Differentially Private $L_2$-Heavy Hitters in the Sliding Window Model

The data management of large companies often prioritize more recent data, as a source of higher accuracy prediction than outdated data. For example, the Facebook data policy retains user search histories for $6$ months while the Google data retention policy states that browser information may be stored for up to $9$ months. These policies are captured by the sliding window model, in which only the most recent $W$ statistics form the underlying dataset. In this paper, we consider the problem of privately releasing the $L_2$-heavy hitters in the sliding window model, which include $L_p$-heavy hitters for $p\le 2$ and in some sense are the strongest possible guarantees that can be achieved using polylogarithmic space, but cannot be handled by existing techniques due to the sub-additivity of the $L_2$ norm. Moreover, existing non-private sliding window algorithms use the smooth histogram framework, which has high sensitivity. To overcome these barriers, we introduce the first differentially private algorithm for $L_2$-heavy hitters in the sliding window model by initiating a number of $L_2$-heavy hitter algorithms across the stream with significantly lower threshold. Similarly, we augment the algorithms with an approximate frequency tracking algorithm with significantly higher accuracy. We then use smooth sensitivity and statistical distance arguments to show that we can add noise proportional to an estimation of the $L_2$ norm. To the best of our knowledge, our techniques are the first to privately release statistics that are related to a sub-additive function in the sliding window model, and may be of independent interest to future differentially private algorithmic design in the sliding window model.

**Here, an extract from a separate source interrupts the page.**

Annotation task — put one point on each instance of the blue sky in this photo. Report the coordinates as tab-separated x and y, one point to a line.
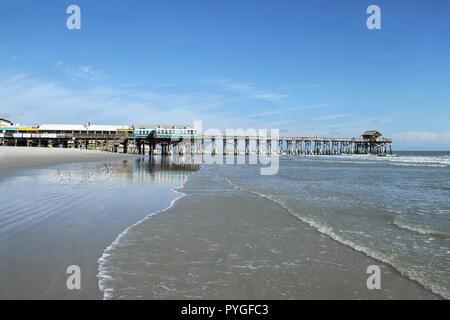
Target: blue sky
308	68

翻译：大型企业的数据管理往往优先考虑较新的数据，因为其能提供比过时数据更准确的预测。例如，Facebook的数据政策将用户搜索历史保留6个月，而Google的数据保留政策规定浏览器信息可存储长达9个月。这些政策通过滑动窗口模型得以体现，在该模型中，仅最近W个统计数据构成基础数据集。本文研究在滑动窗口模型中私有化释放$L_2$重击者的问题，这类重击者包括$p \leq 2$时的$L_p$重击者，且从某种意义上说，它们是使用多项对数空间所能实现的最强保证，但由于$L_2$范数的次可加性，现有技术无法处理。此外，现有的非私有滑动窗口算法使用平滑直方图框架，该框架具有高敏感性。为克服这些障碍，我们通过在整个数据流中启动多个阈值显著更低的$L_2$重击者算法，首次提出了滑动窗口模型中$L_2$重击者的差分隐私算法。类似地，我们为算法增强了近似频率跟踪功能，使其精度显著提高。随后，我们利用平滑敏感性和统计距离论证，证明可以添加与$L_2$范数估计成比例的噪声。据我们所知，我们的技术是首个在滑动窗口模型中私有化释放与次可加函数相关的统计量的方法，并可能对未来滑动窗口模型中的差分隐私算法设计具有独立参考价值。